Incontinence-associated dermatitis (IAD) is a form of skin inflammation and moisture-associated skin damage resulting from contact with urine and feces. This condition, referred to as IAD, causes symptoms such as irritation, redness, inflammation, burning, itching, and pain.

What is IAD?

IAD is a very uncomfortable and painful condition that compromises comfort and quality of life. If left untreated, it can lead to disabling secondary infections. IAD is the most common form of moisture-associated skin damage (MASD) and is characterized by erythema and edema of the skin surface. It often presents with inflammation, erosion, or denudation in the context of fecal or urinary incontinence.

Dermatitis associated with incontinence mostly affects the elderly and specifically impacts about 25% of patients in intensive care, 7% of those in long-term care units, and 3.4% of residents in nursing homes.

The Causes

Excessive hydration and the consequent increase in moisture of the stratum corneum impair the integrity of the epidermal layer of the skin. As a result, inflammation occurs due to the irritants in urine and feces penetrating this layer.

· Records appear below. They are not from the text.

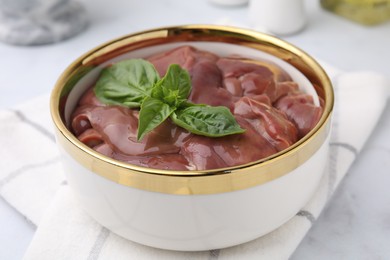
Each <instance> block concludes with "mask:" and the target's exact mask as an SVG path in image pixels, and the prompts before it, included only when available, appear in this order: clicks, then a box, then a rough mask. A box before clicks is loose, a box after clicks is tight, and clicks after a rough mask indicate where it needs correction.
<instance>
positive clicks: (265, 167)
mask: <svg viewBox="0 0 390 260" xmlns="http://www.w3.org/2000/svg"><path fill="white" fill-rule="evenodd" d="M180 45H192V46H194V47H196V48H199V49H202V50H207V51H210V52H214V53H216V54H218V55H220V56H230V55H234V54H237V55H239V56H241V57H244V58H252V59H255V60H257V59H259V60H265V61H269V62H271V63H274V64H276V65H278V66H279V67H281V68H282V69H283V70H285V71H286V72H287V73H288V74H289V75H290V76H291V77H292V79H293V80H294V81H296V82H297V83H298V84H299V87H300V88H301V90H303V91H304V92H306V93H308V94H310V95H312V96H313V98H314V100H315V102H316V104H319V103H321V105H322V107H323V108H324V112H323V115H322V117H321V118H320V121H319V122H318V123H317V125H316V126H315V128H314V129H312V130H311V131H310V132H309V133H308V134H307V135H306V136H304V137H303V138H302V139H300V140H299V141H298V142H297V143H295V144H293V145H292V146H290V147H289V148H287V149H285V150H283V151H281V152H279V153H276V154H274V155H271V156H270V157H267V158H264V159H261V160H259V161H255V162H251V163H248V164H245V165H240V166H234V167H229V168H224V169H213V170H206V171H177V172H176V171H169V170H159V169H149V168H145V167H140V166H135V165H131V164H128V163H124V162H120V161H117V160H114V159H111V158H108V157H106V156H103V155H101V154H99V153H97V152H96V151H94V150H93V149H90V148H89V147H87V146H86V145H84V144H82V143H81V142H80V141H78V139H77V138H76V137H75V136H74V135H73V134H72V133H71V132H70V131H69V128H68V124H69V118H70V115H71V113H72V111H73V110H74V108H75V106H76V105H77V101H78V99H79V97H80V96H81V95H82V94H83V93H84V92H85V91H86V89H87V88H89V87H90V86H91V85H92V84H93V83H94V82H95V81H96V79H97V78H98V76H99V74H100V72H101V70H102V69H103V68H104V67H106V66H107V65H108V64H111V63H113V62H116V61H120V60H123V59H129V58H145V57H148V56H151V55H153V54H156V53H160V52H163V51H166V50H169V49H172V48H174V47H177V46H180ZM320 100H321V102H320ZM332 108H333V90H332V86H331V83H330V80H329V78H328V77H327V75H326V73H325V72H324V71H323V70H322V68H321V67H320V65H319V64H318V63H317V62H316V61H315V60H314V59H313V58H311V57H310V56H309V55H307V54H306V53H305V52H303V51H302V50H300V49H298V48H296V47H294V46H292V45H290V44H288V43H286V42H284V41H282V40H280V39H277V38H275V37H272V36H269V35H266V34H261V33H257V32H253V31H249V30H243V29H237V28H229V27H223V26H222V27H221V26H209V25H207V26H204V25H195V26H182V27H172V28H162V29H155V30H151V31H145V32H140V33H136V34H132V35H128V36H124V37H122V38H119V39H115V40H113V41H110V42H108V43H106V44H103V45H101V46H99V47H97V48H95V49H93V50H91V51H90V52H88V53H86V54H85V55H83V56H81V57H80V58H78V59H77V60H76V61H75V62H74V63H73V64H71V65H70V66H69V67H68V68H67V69H66V70H65V72H64V73H63V74H62V75H61V77H60V79H59V80H58V81H57V84H56V86H55V88H54V90H53V92H52V97H51V112H52V118H53V121H54V124H55V126H56V130H57V140H58V143H59V144H60V146H62V147H63V149H64V150H65V151H66V152H67V153H68V154H70V155H71V156H72V157H73V158H74V159H75V160H76V161H78V162H79V163H80V164H81V165H83V166H84V167H86V168H88V169H90V170H91V171H93V172H95V173H96V174H98V175H101V176H103V177H106V178H108V179H111V180H114V181H116V182H119V183H121V184H124V185H126V186H132V187H137V188H142V189H145V190H152V191H158V192H166V193H174V194H207V193H216V192H225V191H232V190H240V189H243V188H247V187H252V186H255V185H258V184H261V183H265V182H269V181H271V180H273V179H275V178H278V177H280V176H283V175H285V174H287V173H289V172H290V171H292V170H293V169H295V168H297V167H299V166H300V165H302V164H303V163H304V162H305V161H306V160H308V159H309V158H310V157H311V156H312V155H313V154H314V153H315V152H316V151H317V150H318V149H319V148H320V147H321V145H322V144H323V143H324V142H325V140H326V139H327V137H328V134H329V131H330V121H331V120H330V118H331V113H332ZM194 177H196V178H194ZM232 183H234V185H232Z"/></svg>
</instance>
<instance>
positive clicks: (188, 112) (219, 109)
mask: <svg viewBox="0 0 390 260" xmlns="http://www.w3.org/2000/svg"><path fill="white" fill-rule="evenodd" d="M171 118H172V120H173V122H174V123H175V124H177V125H178V126H181V127H183V128H185V129H187V130H188V131H190V132H192V133H194V134H197V135H204V136H209V137H220V136H225V135H231V134H239V133H243V132H245V129H242V128H241V127H240V125H239V124H238V123H237V122H236V119H235V118H234V116H233V115H232V114H231V113H230V110H229V109H228V108H226V107H222V106H219V107H211V106H204V105H201V106H198V105H194V106H189V107H187V108H185V109H183V110H177V111H175V112H174V113H173V114H172V115H171Z"/></svg>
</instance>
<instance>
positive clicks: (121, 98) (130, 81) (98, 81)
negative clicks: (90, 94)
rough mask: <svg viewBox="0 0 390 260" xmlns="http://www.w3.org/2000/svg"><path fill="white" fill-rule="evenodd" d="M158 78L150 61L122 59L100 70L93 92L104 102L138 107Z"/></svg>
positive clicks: (134, 106)
mask: <svg viewBox="0 0 390 260" xmlns="http://www.w3.org/2000/svg"><path fill="white" fill-rule="evenodd" d="M159 80H160V77H159V75H158V72H157V71H156V69H155V68H154V66H153V64H151V63H150V62H148V61H145V60H142V59H131V60H124V61H121V62H118V63H115V64H113V65H112V66H110V67H108V68H105V69H104V70H103V71H102V73H101V75H100V78H99V80H98V81H97V83H96V86H95V94H96V96H97V97H98V98H99V99H100V100H101V101H102V102H104V103H106V104H110V105H122V106H127V107H131V108H134V107H140V106H141V104H142V101H143V100H144V98H145V97H147V96H150V94H151V92H152V88H153V87H154V85H155V84H156V83H157V82H158V81H159Z"/></svg>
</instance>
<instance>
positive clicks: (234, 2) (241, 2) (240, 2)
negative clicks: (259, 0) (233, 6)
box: [209, 0, 248, 6]
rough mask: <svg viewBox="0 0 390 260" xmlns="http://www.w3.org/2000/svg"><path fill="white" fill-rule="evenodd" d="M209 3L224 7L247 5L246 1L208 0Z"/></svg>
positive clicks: (244, 0) (236, 0)
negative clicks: (212, 3)
mask: <svg viewBox="0 0 390 260" xmlns="http://www.w3.org/2000/svg"><path fill="white" fill-rule="evenodd" d="M209 1H210V2H211V3H213V4H216V5H225V6H236V5H245V4H247V3H248V0H209Z"/></svg>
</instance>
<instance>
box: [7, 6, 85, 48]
mask: <svg viewBox="0 0 390 260" xmlns="http://www.w3.org/2000/svg"><path fill="white" fill-rule="evenodd" d="M86 26H87V16H86V12H85V9H84V7H83V6H82V5H81V4H79V3H78V2H73V1H69V0H31V1H25V0H1V1H0V41H2V42H5V43H8V44H14V45H41V44H49V43H55V42H58V41H62V40H65V39H67V38H69V37H72V36H75V35H77V34H78V33H80V32H82V31H83V30H84V29H85V28H86Z"/></svg>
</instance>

The risk of IAD is increased by the frequency of incontinence, along with the following factors:

  • Previous scarring or history of pressure injuries
  • Pre-existing comorbidities
  • Immobility or impaired mobility
  • Medications
  • Nutritional status
  • Inability to independently perform activities of daily
  • living, such as cleaning the skin
  • Level of cognitive functioning
  • General skin condition
  • Frictional skin injury

However, preventing the discomfort and pain of IAD is possible.

Prevention

The most effective way to prevent the worsening of IAD is to eliminate or reduce episodes of incontinence. This approach removes the primary factors—moisture, skin irritants, and friction—that contribute to skin lesions.

Methods to prevent IAD include:

  • Using breathable incontinence aids
  • Following a structured program for incontinence management
  • Hygiene with products that do not require water and rinsing
  • Checking the skin for redness, inflammation, rash, pain, or itching
  • Avoiding rubbing the skin around the perineum
  • Choosing products with a neutral pH (± 5.0)

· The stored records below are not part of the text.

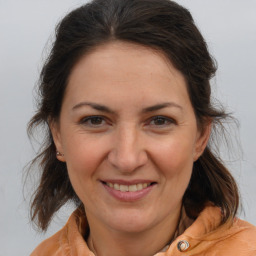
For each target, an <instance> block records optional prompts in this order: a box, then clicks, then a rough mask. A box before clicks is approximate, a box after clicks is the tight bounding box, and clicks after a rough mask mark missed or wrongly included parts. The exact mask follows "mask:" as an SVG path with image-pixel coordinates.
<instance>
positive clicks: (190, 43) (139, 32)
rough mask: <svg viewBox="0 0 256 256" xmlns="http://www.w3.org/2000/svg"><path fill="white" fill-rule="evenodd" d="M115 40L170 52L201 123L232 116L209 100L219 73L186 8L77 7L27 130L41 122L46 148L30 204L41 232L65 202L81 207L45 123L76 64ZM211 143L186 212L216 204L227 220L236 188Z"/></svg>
mask: <svg viewBox="0 0 256 256" xmlns="http://www.w3.org/2000/svg"><path fill="white" fill-rule="evenodd" d="M113 40H121V41H126V42H132V43H136V44H140V45H144V46H147V47H151V48H154V49H157V50H160V51H162V52H163V53H164V54H165V55H166V56H167V58H168V59H169V60H170V61H171V62H172V64H173V65H174V66H175V67H176V68H177V69H178V70H180V71H181V72H182V74H183V75H184V77H185V79H186V82H187V89H188V93H189V96H190V100H191V102H192V105H193V108H194V111H195V115H196V118H197V122H198V125H199V127H201V128H203V127H204V126H205V124H206V122H209V120H212V121H213V126H217V125H219V126H221V125H222V120H224V119H225V118H226V117H227V115H226V114H225V112H224V111H223V110H221V109H220V110H218V109H216V108H214V107H213V105H212V103H211V88H210V82H209V81H210V79H211V78H212V76H213V75H214V74H215V71H216V66H215V62H214V61H213V59H212V58H211V56H210V54H209V52H208V49H207V45H206V43H205V41H204V38H203V37H202V35H201V33H200V32H199V30H198V29H197V27H196V26H195V23H194V21H193V19H192V17H191V14H190V13H189V11H188V10H187V9H185V8H183V7H182V6H180V5H178V4H177V3H175V2H173V1H169V0H94V1H92V2H90V3H88V4H85V5H84V6H82V7H80V8H78V9H76V10H74V11H72V12H71V13H69V14H68V15H67V16H66V17H64V19H63V20H62V21H61V22H60V24H59V25H58V26H57V28H56V39H55V42H54V44H53V47H52V49H51V52H50V55H49V57H48V59H47V60H46V62H45V65H44V67H43V69H42V71H41V75H40V82H39V100H38V108H37V113H36V114H35V115H34V117H33V118H32V119H31V121H30V123H29V126H28V133H29V134H32V133H33V131H34V129H35V128H36V127H41V126H42V127H43V129H44V134H45V138H44V143H43V144H42V147H41V151H40V152H39V153H38V155H37V156H36V158H35V159H34V160H33V161H32V165H33V164H35V163H39V164H38V166H39V169H40V171H41V174H40V175H41V176H40V184H39V186H38V187H37V189H36V191H35V193H34V196H33V200H32V204H31V218H32V220H33V221H35V222H36V223H37V224H38V226H39V227H40V228H41V229H42V230H46V229H47V227H48V225H49V223H50V221H51V218H52V216H53V214H54V213H56V212H57V211H58V210H59V209H60V207H61V206H63V205H64V204H65V203H66V202H67V201H69V200H70V201H73V202H76V204H77V205H79V204H81V201H80V199H79V198H78V197H77V195H76V194H75V192H74V190H73V188H72V186H71V183H70V180H69V177H68V172H67V168H66V164H65V163H63V162H59V161H58V160H57V159H56V148H55V146H54V142H53V138H52V135H51V132H50V129H49V126H48V122H49V120H58V117H59V114H60V110H61V105H62V99H63V95H64V92H65V88H66V86H67V84H68V78H69V75H70V73H71V72H72V68H73V67H74V65H75V64H76V63H77V61H78V60H79V59H80V58H81V57H82V56H83V55H85V54H86V53H88V52H90V51H91V50H92V49H93V48H95V47H97V46H99V45H101V44H104V43H107V42H109V41H113ZM212 140H214V138H213V137H212ZM210 144H211V143H208V146H207V148H206V149H205V151H204V153H203V154H202V156H201V157H200V158H199V159H198V160H197V161H196V162H195V163H194V167H193V172H192V177H191V181H190V184H189V186H188V188H187V190H186V192H185V194H184V197H183V204H184V206H185V209H186V212H187V214H188V215H189V216H190V217H192V218H196V217H197V216H198V214H199V213H200V212H201V210H202V209H203V208H204V206H205V204H206V203H207V202H209V201H211V202H212V203H213V204H215V205H217V206H219V207H220V208H221V209H222V212H223V223H224V222H226V221H227V220H228V219H229V218H233V217H234V216H235V214H236V212H237V208H238V204H239V196H238V190H237V186H236V183H235V181H234V179H233V177H232V176H231V174H230V173H229V171H228V170H227V169H226V168H225V166H224V165H223V164H222V162H221V160H220V159H218V157H217V156H216V155H215V154H214V153H213V152H212V150H211V145H210ZM30 169H31V170H32V168H30Z"/></svg>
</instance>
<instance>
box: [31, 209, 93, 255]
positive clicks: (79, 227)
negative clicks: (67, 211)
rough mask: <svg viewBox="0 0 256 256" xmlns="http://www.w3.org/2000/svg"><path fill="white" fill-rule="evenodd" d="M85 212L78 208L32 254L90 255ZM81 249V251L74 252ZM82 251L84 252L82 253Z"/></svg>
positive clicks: (80, 249)
mask: <svg viewBox="0 0 256 256" xmlns="http://www.w3.org/2000/svg"><path fill="white" fill-rule="evenodd" d="M87 226H88V225H87V220H86V218H85V215H84V213H83V212H82V211H81V210H80V209H77V210H76V211H75V212H73V214H72V215H71V216H70V218H69V220H68V222H67V223H66V225H65V226H64V227H63V228H62V229H61V230H60V231H58V232H57V233H56V234H54V235H53V236H51V237H50V238H48V239H46V240H44V241H43V242H42V243H41V244H39V245H38V246H37V247H36V249H35V250H34V251H33V252H32V254H31V255H30V256H63V255H71V252H72V253H73V254H72V255H74V256H75V255H80V254H81V255H90V251H89V249H88V247H87V244H86V241H85V240H84V238H83V237H84V235H85V234H86V232H87ZM77 251H79V253H76V254H75V253H74V252H77ZM80 252H82V253H80Z"/></svg>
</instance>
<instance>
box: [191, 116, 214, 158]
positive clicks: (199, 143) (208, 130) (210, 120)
mask: <svg viewBox="0 0 256 256" xmlns="http://www.w3.org/2000/svg"><path fill="white" fill-rule="evenodd" d="M211 127H212V121H211V120H210V121H208V122H207V123H206V125H205V126H204V128H203V129H201V131H198V137H197V140H196V145H195V151H194V157H193V159H194V162H195V161H196V160H197V159H198V158H199V157H200V156H201V155H202V154H203V152H204V150H205V148H206V146H207V143H208V140H209V138H210V135H211Z"/></svg>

In general, it is good to follow the three main steps to prevent and treat irritation:

  • Waterless Cleansing: Use wipes, foam, or soapy gloves without rinsing.
  • Hydration: Use lotions, oils, or barrier creams.
  • Protection: Use creams and sprays containing zinc.

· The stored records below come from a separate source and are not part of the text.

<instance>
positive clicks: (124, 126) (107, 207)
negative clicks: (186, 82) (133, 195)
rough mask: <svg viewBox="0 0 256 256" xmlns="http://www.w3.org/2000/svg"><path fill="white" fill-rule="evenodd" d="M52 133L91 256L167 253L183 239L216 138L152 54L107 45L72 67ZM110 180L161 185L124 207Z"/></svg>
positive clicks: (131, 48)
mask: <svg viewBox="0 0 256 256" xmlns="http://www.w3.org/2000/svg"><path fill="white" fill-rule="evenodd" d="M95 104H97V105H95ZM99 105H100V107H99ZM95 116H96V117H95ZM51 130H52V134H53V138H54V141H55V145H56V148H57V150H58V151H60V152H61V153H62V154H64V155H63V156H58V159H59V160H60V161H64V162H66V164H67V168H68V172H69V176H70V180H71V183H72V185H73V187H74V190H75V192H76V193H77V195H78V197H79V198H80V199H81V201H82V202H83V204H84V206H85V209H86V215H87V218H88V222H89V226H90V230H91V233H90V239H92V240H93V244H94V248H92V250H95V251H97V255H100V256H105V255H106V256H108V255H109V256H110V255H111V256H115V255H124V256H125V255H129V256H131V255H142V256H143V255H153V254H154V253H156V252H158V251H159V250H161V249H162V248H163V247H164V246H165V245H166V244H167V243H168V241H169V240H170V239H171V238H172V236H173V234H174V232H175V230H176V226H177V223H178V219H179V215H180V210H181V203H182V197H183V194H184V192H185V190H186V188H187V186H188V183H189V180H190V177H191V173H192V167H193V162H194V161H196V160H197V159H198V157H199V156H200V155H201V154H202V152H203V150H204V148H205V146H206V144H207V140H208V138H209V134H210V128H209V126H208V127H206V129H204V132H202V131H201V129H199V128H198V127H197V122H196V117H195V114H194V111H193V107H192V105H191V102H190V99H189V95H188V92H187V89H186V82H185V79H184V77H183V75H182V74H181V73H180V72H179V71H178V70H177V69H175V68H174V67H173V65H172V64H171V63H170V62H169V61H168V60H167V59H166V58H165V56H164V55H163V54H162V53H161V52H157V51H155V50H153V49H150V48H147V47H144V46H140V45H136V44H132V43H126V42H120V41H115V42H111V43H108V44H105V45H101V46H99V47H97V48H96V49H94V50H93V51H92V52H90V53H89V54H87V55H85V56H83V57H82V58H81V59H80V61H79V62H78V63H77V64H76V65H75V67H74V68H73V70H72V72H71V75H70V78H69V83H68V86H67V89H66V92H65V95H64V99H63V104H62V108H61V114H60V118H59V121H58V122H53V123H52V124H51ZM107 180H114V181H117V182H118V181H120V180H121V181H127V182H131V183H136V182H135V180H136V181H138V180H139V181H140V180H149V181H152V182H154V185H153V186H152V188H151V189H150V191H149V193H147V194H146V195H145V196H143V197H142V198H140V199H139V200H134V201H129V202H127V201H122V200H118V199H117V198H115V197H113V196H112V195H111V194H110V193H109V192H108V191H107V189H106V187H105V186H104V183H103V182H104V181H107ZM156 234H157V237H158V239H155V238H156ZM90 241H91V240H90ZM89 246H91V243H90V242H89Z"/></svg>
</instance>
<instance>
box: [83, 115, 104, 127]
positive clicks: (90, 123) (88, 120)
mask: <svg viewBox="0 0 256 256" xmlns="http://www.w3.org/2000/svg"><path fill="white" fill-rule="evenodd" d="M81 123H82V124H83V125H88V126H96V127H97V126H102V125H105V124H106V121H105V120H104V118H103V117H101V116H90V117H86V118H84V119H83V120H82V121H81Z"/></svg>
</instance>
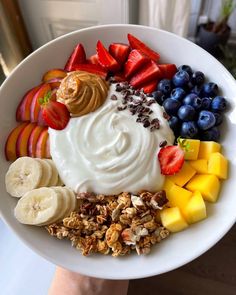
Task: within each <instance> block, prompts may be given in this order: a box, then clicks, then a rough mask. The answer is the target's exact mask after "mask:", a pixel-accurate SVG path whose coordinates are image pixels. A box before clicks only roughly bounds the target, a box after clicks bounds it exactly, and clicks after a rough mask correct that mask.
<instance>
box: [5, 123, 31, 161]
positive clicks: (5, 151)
mask: <svg viewBox="0 0 236 295" xmlns="http://www.w3.org/2000/svg"><path fill="white" fill-rule="evenodd" d="M28 124H29V123H21V124H20V125H18V126H17V127H16V128H14V129H13V130H12V131H11V133H10V134H9V135H8V138H7V141H6V144H5V156H6V159H7V161H15V160H16V159H17V156H16V142H17V139H18V136H19V134H20V133H21V131H22V130H23V129H24V128H25V127H26V126H27V125H28Z"/></svg>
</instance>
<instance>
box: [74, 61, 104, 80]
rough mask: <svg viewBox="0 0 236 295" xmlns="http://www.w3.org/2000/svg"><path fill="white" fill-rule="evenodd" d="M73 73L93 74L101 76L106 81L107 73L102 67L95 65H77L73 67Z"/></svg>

Diagnosis and Classification

IAD is classified according to severity: category 1 (mild) if the skin has redness but is intact; category 2 (moderate-severe) if redness is accompanied by skin damage.

The diagnosis of incontinence-associated dermatitis is based on two factors:

  • Medical History of the Patient: information is collected on urinary and fecal incontinence, routine and use of absorbent devices such as diapers
  • Observation and Inspection of the Skin: Patients with incontinence should be evaluated at least once a day. The areas exposed to feces and urine should be closely monitored.

Living with IAD

The treatment of dermatitis associated with incontinence involves the use of products with specific characteristics. The most appropriate ingredients for this category are:

  • Allantoin: Stimulates the skin’s self-healing
  • Glycerin: Acts as a moisturizer
  • Zinc oxide: Has antiseptic properties and creates a protective barrier
  • Dimethicone: Silicone oil that creates a barrier

The application of the products must take place with some precautions, such as the use of pre-soaked gloves that avoid rinsing with water, creams and sprays applied gently and without friction on the skin.